Well, these shelves have been up for a couple decades and the plywood has hardened. The liner was so stiff I had to put a tack about every 4” or so. These liners were made for the wire shelves and have tabs cut out on both sides to clip to the wire. These would catch on the underside of the boxes, so I thumbtacked them closed.
I managed to get 2 shelves done before my fingers went numb from pushing tacks enough so I could hammer them in. But tacks don’t like old plywood…
My brother had been down to stay with my mom this weekend and he got home mid afternoon. He’d been adamant he wanted to make parsnip chowder from some of my parsnips. So we collected ingredients. We had to make a few changes to the recipe due to food intolerances.
This is the recipe my brother had. He’d saved this clipping since it was published in March 2016 in the local paper.
We deleted the potatoes in favor of more parsnips. The 6 cups of liquid were changed to:
3 cups of my chicken bone stock
1 cup of milk, but coconut milk
1 cup of raw cream
We left out the flour and butter as it didn’t need thickener. He used less parsley, only ⅛ cup, and much more bacon.
We had to core the parsnips as we’d opted to use the huge ones for the chowder, as they would be cooked to mush. He saved about ⅓ of the parsnips to add later so they would retain their shape.
As I took the above photos, I said to him, betcha I forget to get a finished photo of the chowder before it’s all gone. Well… sigh…

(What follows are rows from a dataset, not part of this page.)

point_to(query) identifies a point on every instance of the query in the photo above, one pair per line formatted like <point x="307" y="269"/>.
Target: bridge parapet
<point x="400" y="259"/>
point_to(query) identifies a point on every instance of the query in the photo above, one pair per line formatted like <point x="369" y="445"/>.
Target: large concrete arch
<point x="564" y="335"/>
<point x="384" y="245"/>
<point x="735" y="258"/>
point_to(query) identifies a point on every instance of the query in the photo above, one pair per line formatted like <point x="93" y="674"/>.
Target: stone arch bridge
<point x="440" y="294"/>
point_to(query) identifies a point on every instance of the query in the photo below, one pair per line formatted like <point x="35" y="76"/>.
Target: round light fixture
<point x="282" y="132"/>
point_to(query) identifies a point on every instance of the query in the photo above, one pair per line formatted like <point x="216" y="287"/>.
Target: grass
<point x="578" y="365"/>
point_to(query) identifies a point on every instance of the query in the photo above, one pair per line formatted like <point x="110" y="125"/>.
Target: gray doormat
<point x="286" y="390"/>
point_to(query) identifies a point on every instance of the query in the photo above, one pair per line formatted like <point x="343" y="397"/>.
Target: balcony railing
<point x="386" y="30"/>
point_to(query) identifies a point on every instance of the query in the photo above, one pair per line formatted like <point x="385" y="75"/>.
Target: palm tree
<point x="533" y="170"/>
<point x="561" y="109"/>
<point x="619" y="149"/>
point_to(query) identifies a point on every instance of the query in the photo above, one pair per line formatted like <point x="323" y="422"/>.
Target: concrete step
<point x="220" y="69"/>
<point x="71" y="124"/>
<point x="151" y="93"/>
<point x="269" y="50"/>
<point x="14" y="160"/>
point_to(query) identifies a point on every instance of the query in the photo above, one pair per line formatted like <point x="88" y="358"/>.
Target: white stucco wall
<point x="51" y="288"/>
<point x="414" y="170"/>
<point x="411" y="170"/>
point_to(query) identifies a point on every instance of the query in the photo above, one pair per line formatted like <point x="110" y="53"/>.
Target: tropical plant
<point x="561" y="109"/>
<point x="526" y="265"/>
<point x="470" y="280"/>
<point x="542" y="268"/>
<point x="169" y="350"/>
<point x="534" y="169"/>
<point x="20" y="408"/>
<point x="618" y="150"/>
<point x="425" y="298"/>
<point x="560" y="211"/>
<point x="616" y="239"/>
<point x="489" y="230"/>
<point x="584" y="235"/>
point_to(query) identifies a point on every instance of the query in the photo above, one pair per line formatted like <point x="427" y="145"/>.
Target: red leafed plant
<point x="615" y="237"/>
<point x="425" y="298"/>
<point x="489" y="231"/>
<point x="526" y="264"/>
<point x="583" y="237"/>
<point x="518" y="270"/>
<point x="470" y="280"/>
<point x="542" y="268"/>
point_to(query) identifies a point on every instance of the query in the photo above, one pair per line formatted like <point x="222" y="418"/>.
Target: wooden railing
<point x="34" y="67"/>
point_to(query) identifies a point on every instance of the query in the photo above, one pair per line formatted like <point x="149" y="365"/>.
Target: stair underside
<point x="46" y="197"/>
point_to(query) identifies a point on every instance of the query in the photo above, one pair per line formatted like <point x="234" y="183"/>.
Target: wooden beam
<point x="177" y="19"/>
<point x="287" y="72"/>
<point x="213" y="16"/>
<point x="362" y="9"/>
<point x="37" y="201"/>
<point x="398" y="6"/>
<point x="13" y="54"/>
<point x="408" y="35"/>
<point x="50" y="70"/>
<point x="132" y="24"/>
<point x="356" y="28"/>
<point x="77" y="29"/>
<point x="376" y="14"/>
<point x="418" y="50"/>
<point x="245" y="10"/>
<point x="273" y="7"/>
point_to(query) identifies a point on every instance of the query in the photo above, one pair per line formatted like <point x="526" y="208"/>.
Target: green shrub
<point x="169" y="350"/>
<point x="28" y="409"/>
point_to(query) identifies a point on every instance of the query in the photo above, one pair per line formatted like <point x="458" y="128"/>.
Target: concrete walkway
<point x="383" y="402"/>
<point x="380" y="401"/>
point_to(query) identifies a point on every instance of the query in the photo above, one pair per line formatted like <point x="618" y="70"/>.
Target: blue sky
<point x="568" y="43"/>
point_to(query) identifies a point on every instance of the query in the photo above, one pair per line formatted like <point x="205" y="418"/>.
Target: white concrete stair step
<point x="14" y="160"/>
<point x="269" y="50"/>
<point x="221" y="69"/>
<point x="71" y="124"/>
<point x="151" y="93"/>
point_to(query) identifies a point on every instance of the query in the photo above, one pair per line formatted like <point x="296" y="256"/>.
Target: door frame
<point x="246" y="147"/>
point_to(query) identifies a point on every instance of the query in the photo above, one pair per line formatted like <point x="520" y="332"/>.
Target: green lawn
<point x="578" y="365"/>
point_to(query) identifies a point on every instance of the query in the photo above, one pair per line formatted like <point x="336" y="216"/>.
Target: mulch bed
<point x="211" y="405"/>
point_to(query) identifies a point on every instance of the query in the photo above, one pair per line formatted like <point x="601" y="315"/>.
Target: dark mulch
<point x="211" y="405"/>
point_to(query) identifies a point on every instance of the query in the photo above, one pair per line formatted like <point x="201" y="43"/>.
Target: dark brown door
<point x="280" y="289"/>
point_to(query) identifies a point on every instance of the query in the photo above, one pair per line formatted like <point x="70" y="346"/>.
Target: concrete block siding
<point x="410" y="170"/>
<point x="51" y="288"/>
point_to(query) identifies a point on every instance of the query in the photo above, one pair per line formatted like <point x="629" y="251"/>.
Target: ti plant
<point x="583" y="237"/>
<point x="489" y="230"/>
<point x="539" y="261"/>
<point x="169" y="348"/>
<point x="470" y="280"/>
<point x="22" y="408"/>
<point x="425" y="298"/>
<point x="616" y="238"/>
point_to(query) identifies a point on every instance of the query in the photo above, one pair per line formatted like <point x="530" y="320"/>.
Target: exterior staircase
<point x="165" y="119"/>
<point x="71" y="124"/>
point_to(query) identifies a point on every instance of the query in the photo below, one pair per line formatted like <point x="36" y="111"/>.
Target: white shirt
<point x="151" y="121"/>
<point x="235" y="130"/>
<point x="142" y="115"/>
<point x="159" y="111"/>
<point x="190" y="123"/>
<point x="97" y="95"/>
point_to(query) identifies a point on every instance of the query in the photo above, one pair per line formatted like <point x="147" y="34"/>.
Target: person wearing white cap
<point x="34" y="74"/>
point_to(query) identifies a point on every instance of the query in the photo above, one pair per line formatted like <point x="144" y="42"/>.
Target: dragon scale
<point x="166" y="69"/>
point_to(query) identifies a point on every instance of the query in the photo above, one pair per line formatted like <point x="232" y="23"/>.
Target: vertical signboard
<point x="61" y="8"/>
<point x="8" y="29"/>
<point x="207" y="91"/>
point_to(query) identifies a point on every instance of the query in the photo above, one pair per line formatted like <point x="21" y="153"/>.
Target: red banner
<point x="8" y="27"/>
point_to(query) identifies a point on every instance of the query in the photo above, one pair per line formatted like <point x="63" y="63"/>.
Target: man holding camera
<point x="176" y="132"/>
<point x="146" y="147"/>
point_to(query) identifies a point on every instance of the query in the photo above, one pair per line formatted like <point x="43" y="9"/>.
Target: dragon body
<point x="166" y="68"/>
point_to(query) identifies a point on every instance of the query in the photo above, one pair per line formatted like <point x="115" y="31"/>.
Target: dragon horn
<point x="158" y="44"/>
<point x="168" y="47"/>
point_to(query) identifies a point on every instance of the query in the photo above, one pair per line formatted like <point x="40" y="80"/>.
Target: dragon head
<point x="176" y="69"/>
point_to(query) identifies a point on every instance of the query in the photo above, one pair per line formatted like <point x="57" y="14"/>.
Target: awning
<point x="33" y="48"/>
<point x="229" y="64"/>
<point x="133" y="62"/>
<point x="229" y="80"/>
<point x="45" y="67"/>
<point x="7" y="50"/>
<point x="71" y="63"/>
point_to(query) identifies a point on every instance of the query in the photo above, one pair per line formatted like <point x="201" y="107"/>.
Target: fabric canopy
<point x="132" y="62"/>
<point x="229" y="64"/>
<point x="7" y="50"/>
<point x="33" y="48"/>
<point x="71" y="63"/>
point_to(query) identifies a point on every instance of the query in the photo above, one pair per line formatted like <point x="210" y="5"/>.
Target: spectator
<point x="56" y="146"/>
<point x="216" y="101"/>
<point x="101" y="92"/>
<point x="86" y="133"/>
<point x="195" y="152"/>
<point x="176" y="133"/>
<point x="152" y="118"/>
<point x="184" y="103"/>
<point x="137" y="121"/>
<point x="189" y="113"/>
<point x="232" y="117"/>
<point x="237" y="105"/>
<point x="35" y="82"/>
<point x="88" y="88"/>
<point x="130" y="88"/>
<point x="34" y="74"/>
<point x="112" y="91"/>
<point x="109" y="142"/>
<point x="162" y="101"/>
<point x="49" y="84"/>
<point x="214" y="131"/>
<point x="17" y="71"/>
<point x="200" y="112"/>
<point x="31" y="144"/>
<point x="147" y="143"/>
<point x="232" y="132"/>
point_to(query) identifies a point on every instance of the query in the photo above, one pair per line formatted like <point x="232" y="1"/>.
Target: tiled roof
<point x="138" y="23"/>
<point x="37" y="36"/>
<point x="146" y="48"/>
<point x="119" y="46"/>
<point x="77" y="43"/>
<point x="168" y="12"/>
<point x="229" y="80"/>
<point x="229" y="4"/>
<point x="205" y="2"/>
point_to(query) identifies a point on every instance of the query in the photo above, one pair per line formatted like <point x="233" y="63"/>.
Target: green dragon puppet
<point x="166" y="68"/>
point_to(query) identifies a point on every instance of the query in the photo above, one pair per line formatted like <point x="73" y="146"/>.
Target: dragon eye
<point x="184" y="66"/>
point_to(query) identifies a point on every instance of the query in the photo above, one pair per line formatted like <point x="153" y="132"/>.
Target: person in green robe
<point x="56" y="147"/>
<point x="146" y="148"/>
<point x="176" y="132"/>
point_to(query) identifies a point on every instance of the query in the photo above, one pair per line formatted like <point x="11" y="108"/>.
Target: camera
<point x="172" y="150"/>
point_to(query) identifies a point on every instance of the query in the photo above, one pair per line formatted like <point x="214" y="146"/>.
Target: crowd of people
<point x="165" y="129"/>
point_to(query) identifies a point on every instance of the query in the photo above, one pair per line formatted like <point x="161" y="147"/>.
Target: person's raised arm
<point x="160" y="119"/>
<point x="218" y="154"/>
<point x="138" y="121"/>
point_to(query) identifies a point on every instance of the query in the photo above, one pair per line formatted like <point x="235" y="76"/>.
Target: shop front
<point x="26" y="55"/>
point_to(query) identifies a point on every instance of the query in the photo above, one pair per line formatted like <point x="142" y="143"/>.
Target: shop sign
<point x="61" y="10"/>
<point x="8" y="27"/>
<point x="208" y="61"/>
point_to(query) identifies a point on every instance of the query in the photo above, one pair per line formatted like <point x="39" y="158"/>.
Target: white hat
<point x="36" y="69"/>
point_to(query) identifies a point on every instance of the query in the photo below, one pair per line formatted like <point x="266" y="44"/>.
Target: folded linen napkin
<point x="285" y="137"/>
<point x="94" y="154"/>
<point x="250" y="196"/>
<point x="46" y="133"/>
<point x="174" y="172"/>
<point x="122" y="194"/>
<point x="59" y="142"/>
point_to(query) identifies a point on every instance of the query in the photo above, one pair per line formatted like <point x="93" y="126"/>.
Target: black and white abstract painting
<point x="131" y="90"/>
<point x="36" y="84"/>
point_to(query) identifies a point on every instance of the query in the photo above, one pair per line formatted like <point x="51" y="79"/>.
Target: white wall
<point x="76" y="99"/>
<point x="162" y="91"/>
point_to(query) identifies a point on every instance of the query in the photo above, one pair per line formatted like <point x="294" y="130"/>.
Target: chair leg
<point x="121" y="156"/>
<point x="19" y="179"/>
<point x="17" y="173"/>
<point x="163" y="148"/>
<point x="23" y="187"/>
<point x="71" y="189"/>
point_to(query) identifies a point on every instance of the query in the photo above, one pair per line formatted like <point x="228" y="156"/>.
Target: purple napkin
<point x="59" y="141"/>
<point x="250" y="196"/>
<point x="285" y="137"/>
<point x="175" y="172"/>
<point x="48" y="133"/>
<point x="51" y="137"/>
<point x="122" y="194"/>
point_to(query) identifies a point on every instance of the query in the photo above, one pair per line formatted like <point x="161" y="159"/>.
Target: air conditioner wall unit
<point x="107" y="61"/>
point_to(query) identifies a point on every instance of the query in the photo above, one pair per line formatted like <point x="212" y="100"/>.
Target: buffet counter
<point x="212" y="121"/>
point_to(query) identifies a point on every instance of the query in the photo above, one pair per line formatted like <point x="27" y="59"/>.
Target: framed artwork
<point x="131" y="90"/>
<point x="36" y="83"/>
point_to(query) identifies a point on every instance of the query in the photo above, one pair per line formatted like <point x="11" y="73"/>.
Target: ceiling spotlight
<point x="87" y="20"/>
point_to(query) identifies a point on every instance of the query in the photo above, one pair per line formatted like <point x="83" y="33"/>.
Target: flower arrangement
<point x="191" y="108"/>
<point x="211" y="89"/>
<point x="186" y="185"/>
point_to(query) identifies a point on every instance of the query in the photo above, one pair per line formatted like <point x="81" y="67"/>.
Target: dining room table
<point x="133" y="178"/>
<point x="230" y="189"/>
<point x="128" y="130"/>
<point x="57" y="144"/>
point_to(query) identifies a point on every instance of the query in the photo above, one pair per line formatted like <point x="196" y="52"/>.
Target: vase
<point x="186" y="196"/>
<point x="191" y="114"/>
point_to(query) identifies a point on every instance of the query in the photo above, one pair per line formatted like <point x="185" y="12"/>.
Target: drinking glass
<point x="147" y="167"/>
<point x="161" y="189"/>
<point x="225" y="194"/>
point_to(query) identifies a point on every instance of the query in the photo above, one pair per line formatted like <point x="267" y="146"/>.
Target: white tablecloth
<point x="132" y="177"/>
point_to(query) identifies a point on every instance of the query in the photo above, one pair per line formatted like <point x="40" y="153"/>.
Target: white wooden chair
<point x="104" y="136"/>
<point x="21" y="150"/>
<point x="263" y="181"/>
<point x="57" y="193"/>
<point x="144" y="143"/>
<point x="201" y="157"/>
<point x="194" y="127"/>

I did find a photo amazingly like what we’d made and even more amazing, the recipe was similar too!
It came from the 1977 New York Times New England Heritage Cookbook. My brother was curious about the title on the bottom, so I ordered the cookbook from the library.
The person who made the chowder in the bowl didn’t use chicken broth and added cream. Hers is just like ours except we had parsley specks.
Tom was here as he was checking out what the truck’s problem was. The manual choke had ceased to work at all and he fixed that. We knew the fuel filter needed changed, so he had brought a new one. Between those 2 things, the truck was much happier.
We have major threats of a nor’easter coming on Tuesday, so he needed to have the truck in good shape.
We tried to get him to eat some chowder, but he’d just take a small sample. The chowder was excellent. The chicken stock had added a lot of body to it and the cup of cream made it like velvet. And one can never have too much bacon! We’d used the herb bacon we’d made when we had pigs.
There’s no shortage of parsnips, so I hope we have this again soon!
We did find that although the new root cellar has 80% humidity, the parsnips had started to wither. So I will have to get them out and into my special made bags and into the fridge drawers real soon.
The time change wrecked havoc on my heating schedule (and sleep) as I didn’t want to stay up late to light the stoves. But it’s the last time it will change, so I will just have to figure it out.
Monday is laundry and writing more plant notes. I might try to bang in a couple more shelves worth of thumbtacks too.